Saha Budhaditya, Lisboa Sanal, Ghosh Shameek
Annu Int Conf IEEE Eng Med Biol Soc. 2020 Jul;2020:5847-5850. doi: 10.1109/EMBC44109.2020.9175577.
In clinical conversational applications, extracted entities tend to capture the main subject of a patient's complaint, namely symptoms or diseases. However, they mostly fail to recognize the characterizations of a complaint such as the time, the onset, and the severity. For example, if the input is "I have a headache and it is extreme", state-of-the-art models only recognize the main symptom entity - headache, but ignore the severity factor of extreme, that characterises headache. In this paper, we design a two-fold approach to detect the characterizations of entities like symptoms presented by general users in contexts where they would describe their symptoms to a clinician. We use Word2Vec and BERT models to encode clinical text given by the patients. We transform the output and re-frame the task as a multi-label classification problem. Finally, we combine the processed encodings with the Linear Discriminant Analysis (LDA) algorithm to classify the characterizations of the main entity. Experimental results demonstrate that our method achieves 40-50% improvement in the accuracy over the state-of-the-art models.

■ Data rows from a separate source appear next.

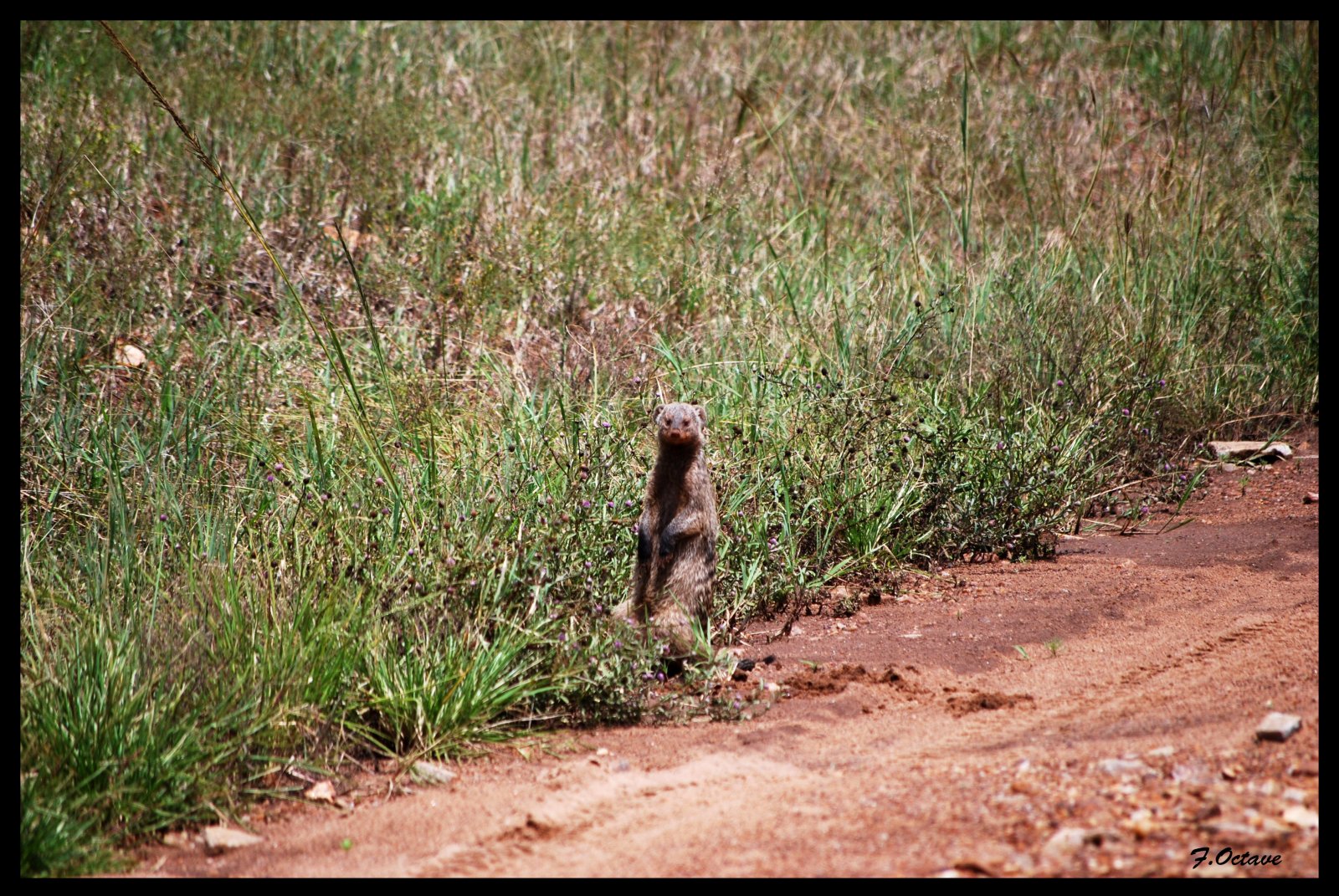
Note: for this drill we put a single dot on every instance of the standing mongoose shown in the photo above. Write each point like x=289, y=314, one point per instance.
x=676, y=535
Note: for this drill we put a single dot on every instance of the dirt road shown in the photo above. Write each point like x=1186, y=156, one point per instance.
x=924, y=742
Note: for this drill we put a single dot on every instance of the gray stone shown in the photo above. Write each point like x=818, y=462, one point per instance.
x=1247, y=450
x=1278, y=726
x=218, y=838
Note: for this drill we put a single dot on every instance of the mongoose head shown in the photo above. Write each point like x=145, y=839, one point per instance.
x=680, y=423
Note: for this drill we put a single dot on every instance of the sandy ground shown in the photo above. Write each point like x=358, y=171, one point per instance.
x=912, y=738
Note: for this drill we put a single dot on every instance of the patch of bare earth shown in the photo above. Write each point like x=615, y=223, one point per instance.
x=914, y=738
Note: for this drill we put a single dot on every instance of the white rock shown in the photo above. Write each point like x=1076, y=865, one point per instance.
x=1278, y=726
x=1244, y=450
x=218, y=838
x=1302, y=817
x=432, y=773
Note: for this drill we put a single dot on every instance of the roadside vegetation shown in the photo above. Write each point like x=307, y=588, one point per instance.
x=943, y=289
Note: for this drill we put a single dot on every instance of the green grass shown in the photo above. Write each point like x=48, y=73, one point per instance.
x=943, y=289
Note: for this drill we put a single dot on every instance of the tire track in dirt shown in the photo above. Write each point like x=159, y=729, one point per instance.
x=1175, y=646
x=619, y=816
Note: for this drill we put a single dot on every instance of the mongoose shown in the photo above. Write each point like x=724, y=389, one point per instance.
x=676, y=535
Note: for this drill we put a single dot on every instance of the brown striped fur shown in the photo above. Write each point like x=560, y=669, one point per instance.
x=676, y=535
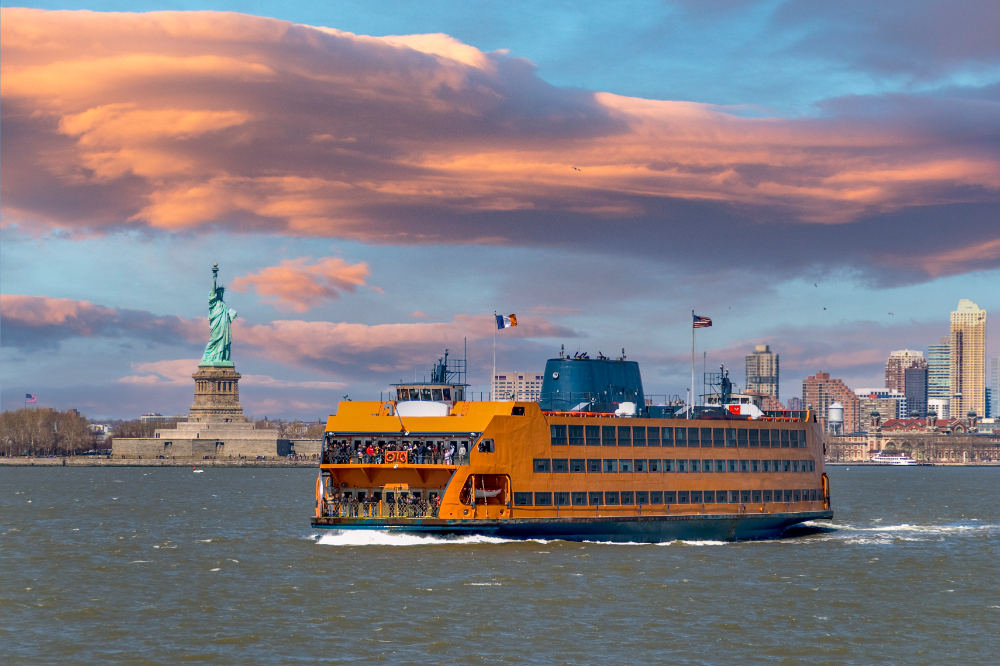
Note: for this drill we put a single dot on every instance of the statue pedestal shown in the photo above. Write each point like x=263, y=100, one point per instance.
x=216, y=395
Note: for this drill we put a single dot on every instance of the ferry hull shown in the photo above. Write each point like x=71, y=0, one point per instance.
x=638, y=529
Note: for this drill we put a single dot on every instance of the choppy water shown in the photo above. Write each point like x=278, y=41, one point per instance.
x=162, y=566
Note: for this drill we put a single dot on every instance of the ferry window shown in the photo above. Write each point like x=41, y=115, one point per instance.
x=608, y=436
x=558, y=433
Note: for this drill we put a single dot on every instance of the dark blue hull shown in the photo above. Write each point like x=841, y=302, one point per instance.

在临床对话应用中,提取的实体往往能够捕捉患者主诉的主要主题,即症状或疾病。然而,它们大多无法识别主诉的特征,如时间、发作情况和严重程度。例如,如果输入是“我头痛,而且非常严重”,最先进的模型只会识别主要症状实体——头痛,而忽略了表征头痛的严重程度因素“非常严重”。在本文中,我们设计了一种双重方法,用于在普通用户向临床医生描述症状的情境中,检测诸如症状等实体的特征。我们使用Word2Vec和BERT模型对患者给出的临床文本进行编码。我们对输出进行转换,并将任务重新构建为多标签分类问题。最后,我们将处理后的编码与线性判别分析(LDA)算法相结合,以对主要实体的特征进行分类。实验结果表明,我们的方法在准确率上比最先进的模型提高了40%-50%。